5. Oscillator according to claim 3, characterized in

• - That between the positive supply voltage (+ U _v ) of the United amplifier arrangement and the collector of the npn transistor ( 23 ) of the push-pull output stage, a first resistor ( 26 ) is connected and the collector of the pnp transistor ( 24 ) of the push-pull output stage directly with the negative supply voltage (- U _v ) is connected,
• - That a diode ( 35 ) is connected in parallel with the first resistor ( 26 ) in the flow direction,
• - That the collector of the NPN transistor ( 23 ) of the push-pull stage via a coupling capacitor ( 28 ) and a second resistor ( 29 ) is connected to the emitter of a second PNP transistor ( 19 ), the base of which is connected to ground potential and the collector is connected to the base of a second npn transistor ( 20 ) and via a third resistor ( 21 ) to the negative supply voltage (- U _v ),
• - That the collector of the second NPN transistor ( 20 ) with the base of the transistors ( 23 , 24 ) of the push-pull output stage and a fourth resistor ( 22 ) with the positive supply voltage Ver (+ U _v ) is connected and
• - That the emitter of the second pnp transistor ( 19 ) via a fifth resistor ( 34 ) with the common node ( 25 ) of the emitter of the transistors ( 23 , 24 ) of the push-pull stage and this node ( 25 ) via a sixth resistor ( 33 ) is connected to ground potential.

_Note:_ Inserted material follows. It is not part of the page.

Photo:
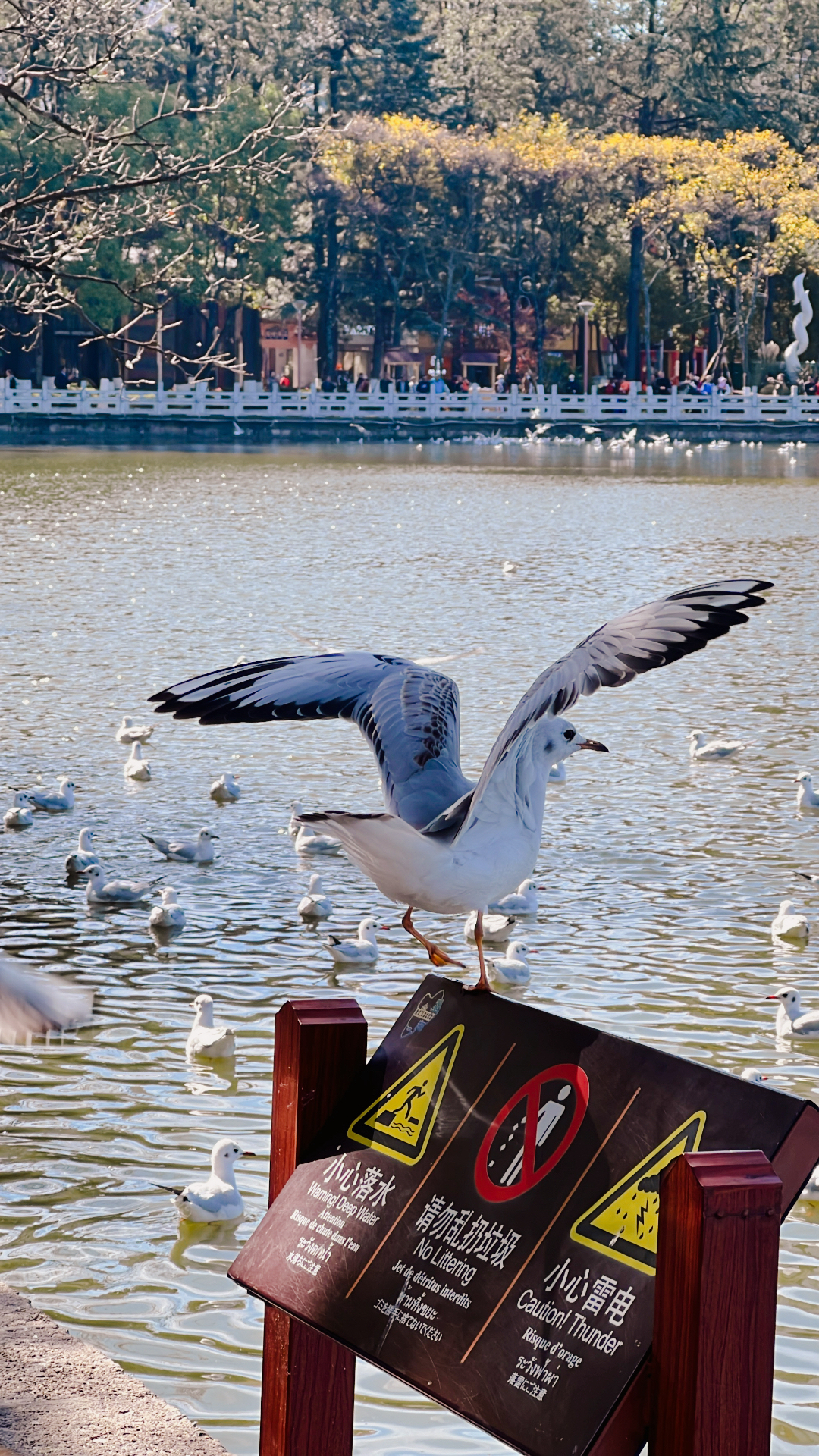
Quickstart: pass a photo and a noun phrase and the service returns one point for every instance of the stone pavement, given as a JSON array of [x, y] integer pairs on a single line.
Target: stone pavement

6. Oscillator according to claim 1 or claim 2, characterized in

• - That serves as a positive feedback signal, the voltage drop across a resistor ( 26 ) in one of the collector circuits of a counter clock stage with transistors ( 23 , 24 ) of different conductivity types, the emitters of which are connected to one another and form the output ( 25 ) of the amplifier arrangement ( 1 ), whereby between the positive supply voltage (+ U _v ) of the amplifier arrangement and the collector of the npn transistor ( 23 ) of the push-pull output stage, a first resistor ( 26 ) is connected and the collector of the pnp transistor ( 24 ) of the push-pull output stage is connected directly to the negative supply voltage (+ U _v ) is connected,
• - That a diode ( 35 ) is connected in parallel with the first resistor ( 26 ) in the flow direction,
• - That the collector of the NPN transistor ( 23 ) of the push-pull output stage is connected via a coupling capacitor ( 28 ) to the base of a second NPN transistor ( 20 ) and a second resistor ( 21 ) with the negative supply voltage (- U _v ) ,
• - That between the collector and the base of the second NPN transistor ( 20 ) a negative feedback capacitor ( 36 ) is switched GE
• - That the collector of the second NPN transistor ( 20 ) with the base of the transistors ( 23 , 24 ) of the push-pull output stage and a third resistor ( 22 ) with the positive supply voltage Ver (+ U _v ) is connected and
• - That the base of the second NPN transistor ( 20 ) via a fourth resistor ( 38 ) with the common circuit point ( 25 ) of the emitter of the transistors ( 23 , 24 ) of the push-pull stage and this circuit point ( 25 ) via a fifth resistor ( 37 ) is connected to the negative supply voltage (- U _v ).